This invention relates in general to credentials and, more specifically, to hardening a credentials at the point of presentment.
Credentials are used to authenticate persons and equipment in electronic systems. For example, a credential could be formed by encrypting a payload to form a cryptogram. Presentment of the cryptogram allows the receiving entity to decrypt and check the payload in the cryptogram against the known payload. If the received payload matches the known payload, the credential is authentic, and presumably, so is the person or equipment at the point of presentment. A copy of the cryptogram or payload and key allows others to impersonate the true owner of the credential.
A credential can be protected using signatures or other cryptographic techniques. A credential can be successively signed or encrypted by multiple parties to authenticate a chain of those parties. Verification of the encryption or signatures allows confirming an audit trail for the payload through the chain.
Hardware and/or software is often used at the point of presentment to provide a stored credential or generate a credential. Those skilled in the art trust hardware more than software when dealing with credentials. There are robust techniques to protect against hardware tampering, but software is generally seen as being more vulnerable to hackers. Hardware is problematic also because of the expense in deployment in large systems. For example, providing authentication hardware to all users of Internet as the point of presentment is problematic.
Credit cards are often used to purchase items over the Internet. The user enters information printed on the card into a computer terminal. This is passed to the merchant with a secure channel in many cases. The merchant checks the provided information and charges the account. Possession of the card information by hackers is a ubiquitous source of fraud, because authentication is often presumed for anyone who possesses the card information.

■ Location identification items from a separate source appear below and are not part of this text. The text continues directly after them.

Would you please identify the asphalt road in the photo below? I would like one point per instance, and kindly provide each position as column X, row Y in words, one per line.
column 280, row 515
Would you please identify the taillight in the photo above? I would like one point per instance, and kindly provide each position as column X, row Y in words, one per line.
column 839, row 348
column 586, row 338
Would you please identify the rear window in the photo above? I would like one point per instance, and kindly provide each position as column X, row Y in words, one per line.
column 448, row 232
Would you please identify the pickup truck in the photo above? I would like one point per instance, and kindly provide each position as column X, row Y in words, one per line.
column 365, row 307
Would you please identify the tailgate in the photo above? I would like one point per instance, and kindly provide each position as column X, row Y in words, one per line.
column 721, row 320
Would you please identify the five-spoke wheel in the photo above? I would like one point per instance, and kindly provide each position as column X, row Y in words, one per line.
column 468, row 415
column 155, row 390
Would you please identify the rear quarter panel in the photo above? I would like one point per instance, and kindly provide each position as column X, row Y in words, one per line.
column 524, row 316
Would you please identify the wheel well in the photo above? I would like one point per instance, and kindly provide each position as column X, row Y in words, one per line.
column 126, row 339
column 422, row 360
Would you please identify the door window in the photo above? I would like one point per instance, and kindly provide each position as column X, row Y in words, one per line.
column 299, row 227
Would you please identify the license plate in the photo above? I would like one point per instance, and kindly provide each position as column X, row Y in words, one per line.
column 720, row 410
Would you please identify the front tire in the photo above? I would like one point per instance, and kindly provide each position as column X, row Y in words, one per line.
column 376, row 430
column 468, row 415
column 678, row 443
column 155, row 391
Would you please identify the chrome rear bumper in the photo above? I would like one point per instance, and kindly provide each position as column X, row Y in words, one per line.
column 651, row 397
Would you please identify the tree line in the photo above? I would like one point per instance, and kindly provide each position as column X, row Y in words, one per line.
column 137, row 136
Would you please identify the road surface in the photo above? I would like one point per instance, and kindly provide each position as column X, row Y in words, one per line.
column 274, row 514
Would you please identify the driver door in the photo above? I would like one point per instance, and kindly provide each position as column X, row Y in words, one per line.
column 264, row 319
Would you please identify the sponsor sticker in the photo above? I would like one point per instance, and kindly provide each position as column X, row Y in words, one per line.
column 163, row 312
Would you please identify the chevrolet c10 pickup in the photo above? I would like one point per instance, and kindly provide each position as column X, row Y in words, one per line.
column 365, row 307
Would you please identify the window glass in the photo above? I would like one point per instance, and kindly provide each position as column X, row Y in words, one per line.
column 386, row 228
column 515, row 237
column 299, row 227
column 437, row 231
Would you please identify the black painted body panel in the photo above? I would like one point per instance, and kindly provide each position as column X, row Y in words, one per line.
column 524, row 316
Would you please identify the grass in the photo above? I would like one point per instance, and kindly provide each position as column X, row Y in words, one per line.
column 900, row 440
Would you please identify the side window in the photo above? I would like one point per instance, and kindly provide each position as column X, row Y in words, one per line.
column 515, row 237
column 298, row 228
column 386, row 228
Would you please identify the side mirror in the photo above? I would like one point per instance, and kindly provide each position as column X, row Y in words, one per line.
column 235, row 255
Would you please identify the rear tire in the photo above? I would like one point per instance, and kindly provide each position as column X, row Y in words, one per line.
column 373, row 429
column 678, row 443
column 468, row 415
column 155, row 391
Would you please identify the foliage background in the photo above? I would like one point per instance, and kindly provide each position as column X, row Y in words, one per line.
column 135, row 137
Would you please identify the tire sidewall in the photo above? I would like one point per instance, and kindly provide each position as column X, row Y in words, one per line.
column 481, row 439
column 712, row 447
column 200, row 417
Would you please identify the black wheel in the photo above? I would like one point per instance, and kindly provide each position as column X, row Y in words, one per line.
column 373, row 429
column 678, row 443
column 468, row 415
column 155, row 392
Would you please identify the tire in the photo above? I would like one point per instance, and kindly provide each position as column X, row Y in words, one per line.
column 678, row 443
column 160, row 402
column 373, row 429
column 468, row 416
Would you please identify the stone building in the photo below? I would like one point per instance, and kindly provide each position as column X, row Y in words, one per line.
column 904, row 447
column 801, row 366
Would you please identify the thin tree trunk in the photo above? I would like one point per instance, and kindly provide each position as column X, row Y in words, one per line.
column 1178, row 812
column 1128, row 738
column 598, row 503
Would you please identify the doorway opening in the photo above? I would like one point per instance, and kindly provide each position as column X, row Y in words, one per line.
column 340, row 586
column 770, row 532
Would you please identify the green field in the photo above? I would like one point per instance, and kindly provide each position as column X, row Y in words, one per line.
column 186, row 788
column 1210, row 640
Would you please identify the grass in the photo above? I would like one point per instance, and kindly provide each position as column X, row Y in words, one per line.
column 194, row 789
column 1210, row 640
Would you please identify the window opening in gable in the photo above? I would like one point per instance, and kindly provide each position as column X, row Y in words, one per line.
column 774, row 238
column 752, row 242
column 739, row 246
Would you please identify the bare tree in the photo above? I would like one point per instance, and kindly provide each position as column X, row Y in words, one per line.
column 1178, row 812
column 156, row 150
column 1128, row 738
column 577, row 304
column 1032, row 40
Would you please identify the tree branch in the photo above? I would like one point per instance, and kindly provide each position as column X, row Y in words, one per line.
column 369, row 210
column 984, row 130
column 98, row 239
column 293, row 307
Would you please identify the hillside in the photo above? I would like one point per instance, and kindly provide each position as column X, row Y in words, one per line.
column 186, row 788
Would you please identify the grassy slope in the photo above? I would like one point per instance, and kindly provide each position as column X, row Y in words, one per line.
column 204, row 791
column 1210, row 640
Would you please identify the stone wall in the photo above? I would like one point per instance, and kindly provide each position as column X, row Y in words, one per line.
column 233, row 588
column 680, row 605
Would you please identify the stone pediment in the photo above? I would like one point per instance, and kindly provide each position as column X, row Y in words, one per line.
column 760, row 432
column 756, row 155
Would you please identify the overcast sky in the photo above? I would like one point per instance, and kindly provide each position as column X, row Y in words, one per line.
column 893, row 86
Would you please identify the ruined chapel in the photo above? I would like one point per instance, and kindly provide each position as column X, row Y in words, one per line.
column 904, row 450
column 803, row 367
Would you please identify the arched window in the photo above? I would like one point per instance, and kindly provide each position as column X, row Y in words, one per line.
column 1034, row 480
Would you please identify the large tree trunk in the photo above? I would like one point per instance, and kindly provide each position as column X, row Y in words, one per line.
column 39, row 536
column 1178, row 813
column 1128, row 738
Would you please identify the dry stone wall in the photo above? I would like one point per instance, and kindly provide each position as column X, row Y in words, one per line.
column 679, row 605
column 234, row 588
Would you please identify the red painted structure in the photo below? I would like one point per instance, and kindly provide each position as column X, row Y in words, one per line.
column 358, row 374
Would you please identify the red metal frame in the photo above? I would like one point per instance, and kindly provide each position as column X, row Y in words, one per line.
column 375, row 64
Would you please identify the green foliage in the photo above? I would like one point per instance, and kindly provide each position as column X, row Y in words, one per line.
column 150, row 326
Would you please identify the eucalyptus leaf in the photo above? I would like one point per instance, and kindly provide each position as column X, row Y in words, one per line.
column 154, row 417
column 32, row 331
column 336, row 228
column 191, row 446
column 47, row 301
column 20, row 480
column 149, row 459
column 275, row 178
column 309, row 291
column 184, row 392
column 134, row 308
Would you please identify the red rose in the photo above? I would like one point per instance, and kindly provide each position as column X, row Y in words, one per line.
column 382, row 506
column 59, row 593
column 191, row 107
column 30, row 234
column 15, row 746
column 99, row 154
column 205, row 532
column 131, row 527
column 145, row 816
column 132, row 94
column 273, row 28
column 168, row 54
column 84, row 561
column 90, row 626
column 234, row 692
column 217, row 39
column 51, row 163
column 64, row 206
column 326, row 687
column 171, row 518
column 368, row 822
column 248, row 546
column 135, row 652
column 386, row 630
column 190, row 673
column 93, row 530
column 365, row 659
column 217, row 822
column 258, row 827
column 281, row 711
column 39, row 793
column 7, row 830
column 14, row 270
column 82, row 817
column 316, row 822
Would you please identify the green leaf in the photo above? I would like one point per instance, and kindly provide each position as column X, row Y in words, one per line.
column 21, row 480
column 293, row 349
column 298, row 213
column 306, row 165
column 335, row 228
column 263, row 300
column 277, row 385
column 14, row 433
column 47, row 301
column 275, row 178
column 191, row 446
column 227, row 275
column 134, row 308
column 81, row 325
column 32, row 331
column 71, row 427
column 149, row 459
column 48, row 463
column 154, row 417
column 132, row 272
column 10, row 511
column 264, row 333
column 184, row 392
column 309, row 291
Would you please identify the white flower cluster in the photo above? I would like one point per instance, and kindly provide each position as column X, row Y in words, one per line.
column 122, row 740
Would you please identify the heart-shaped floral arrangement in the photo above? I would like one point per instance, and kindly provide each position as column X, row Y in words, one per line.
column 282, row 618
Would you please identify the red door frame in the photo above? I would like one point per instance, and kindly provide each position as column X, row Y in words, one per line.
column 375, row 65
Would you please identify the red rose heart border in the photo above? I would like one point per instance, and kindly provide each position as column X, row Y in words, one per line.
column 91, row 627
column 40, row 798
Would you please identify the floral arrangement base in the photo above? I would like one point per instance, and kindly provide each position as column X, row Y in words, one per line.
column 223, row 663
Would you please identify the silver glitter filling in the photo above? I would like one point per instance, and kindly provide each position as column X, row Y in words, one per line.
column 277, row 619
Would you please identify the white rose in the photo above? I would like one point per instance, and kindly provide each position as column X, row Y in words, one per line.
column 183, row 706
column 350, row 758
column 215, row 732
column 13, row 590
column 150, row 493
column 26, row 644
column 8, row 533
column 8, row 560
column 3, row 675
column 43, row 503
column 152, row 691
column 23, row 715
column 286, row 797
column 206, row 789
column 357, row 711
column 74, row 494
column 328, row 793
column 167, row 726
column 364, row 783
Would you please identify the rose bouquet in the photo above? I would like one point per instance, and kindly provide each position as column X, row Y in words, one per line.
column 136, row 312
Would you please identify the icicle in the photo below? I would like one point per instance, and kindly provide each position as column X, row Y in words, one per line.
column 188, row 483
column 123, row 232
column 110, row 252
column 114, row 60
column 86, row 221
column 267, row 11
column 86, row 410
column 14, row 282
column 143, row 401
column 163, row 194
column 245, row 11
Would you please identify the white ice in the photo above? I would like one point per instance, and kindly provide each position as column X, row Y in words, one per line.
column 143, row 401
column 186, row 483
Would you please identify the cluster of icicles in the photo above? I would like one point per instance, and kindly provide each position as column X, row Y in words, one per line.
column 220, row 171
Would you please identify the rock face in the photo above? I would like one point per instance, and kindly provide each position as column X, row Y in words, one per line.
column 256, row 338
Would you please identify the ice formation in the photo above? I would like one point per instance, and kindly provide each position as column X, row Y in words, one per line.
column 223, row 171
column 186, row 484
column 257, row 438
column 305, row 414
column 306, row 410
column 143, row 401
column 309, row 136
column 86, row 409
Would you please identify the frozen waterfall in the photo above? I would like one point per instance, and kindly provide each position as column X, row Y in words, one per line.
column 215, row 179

In the appended figures, similar components and/or features may have the same reference label. Further, various components of the same type may be distinguished by following the reference label by a dash and a second label that distinguishes among the similar components. If only the first reference label is used in the specification, the description is applicable to any one of the similar components having the same first reference label irrespective of the second reference label.